O exame de exoma é capaz de analisar todas as regiões do DNA que produzem proteínas, identificando alterações genéticas que causam doenças. O teste oferece um diagnóstico definitivo para muitos casos, encerrando o que muitos chamam de “odisseia diagnóstica”, um período de incerteza e múltiplos exames inconclusivos.
Como o exame funciona no SUS
O procedimento é relativamente simples para o paciente. A partir de uma amostra de sangue, laboratórios especializados extraem o DNA e utilizam equipamentos de alta tecnologia para “ler” as informações contidas no exoma.
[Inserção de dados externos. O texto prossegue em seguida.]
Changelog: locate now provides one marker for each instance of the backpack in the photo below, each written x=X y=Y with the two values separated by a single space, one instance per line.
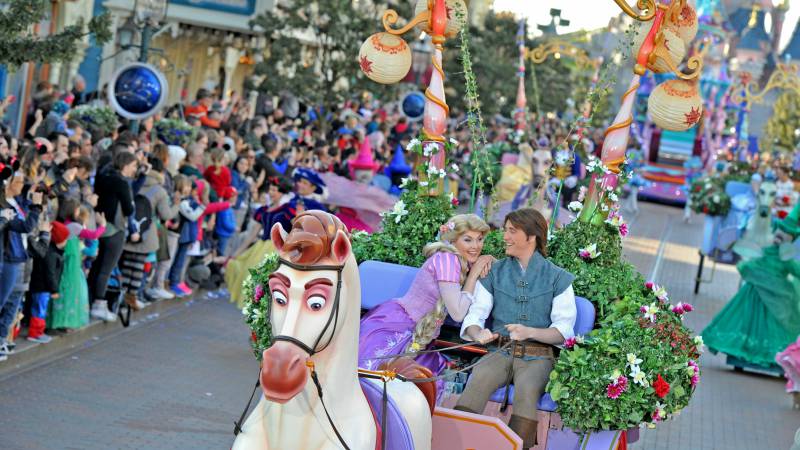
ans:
x=143 y=214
O resultado é um mapa genético detalhado que aponta a mutação exata responsável pelos sintomas, permitindo que a equipe médica trace um plano de tratamento mais eficaz e direcionado.
Além de agilizar o tratamento, o diagnóstico rápido possibilita o aconselhamento genético para a família, orientando sobre os riscos em futuras gestações.
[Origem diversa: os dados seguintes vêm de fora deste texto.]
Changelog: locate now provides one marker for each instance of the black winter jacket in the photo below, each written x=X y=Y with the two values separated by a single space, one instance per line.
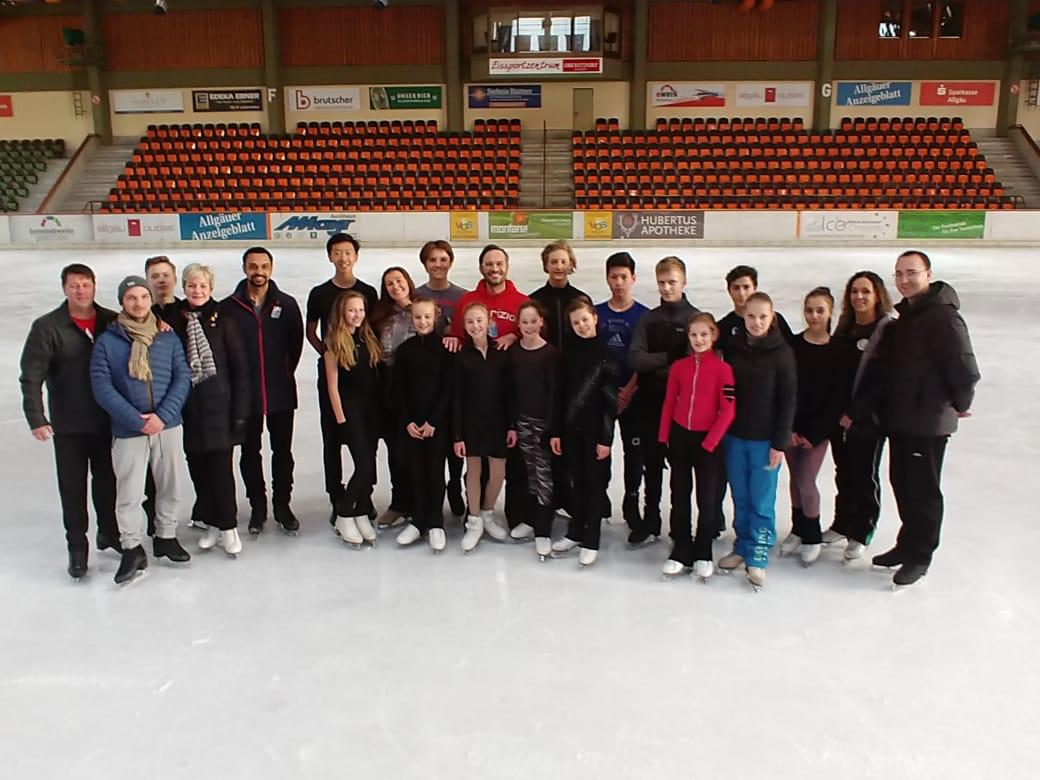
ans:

Quem pode solicitar o teste no SUS
O sequenciamento do exoma não é um exame de rotina e sua indicação segue critérios específicos. O teste é destinado principalmente a pacientes com suspeita de doenças raras de origem genética que não foram identificadas por outros métodos. As principais indicações incluem:
- Crianças com anomalias congênitas múltiplas;
- Casos de deficiência intelectual de causa desconhecida;
- Suspeita de erros inatos do metabolismo.
Para ter acesso ao exame, o paciente precisa de um pedido médico de um especialista da rede pública, como um geneticista ou neurologista, que justifique a necessidade do teste com base no quadro clínico. O encaminhamento é fundamental para garantir que o recurso seja usado de forma adequada, beneficiando quem realmente precisa.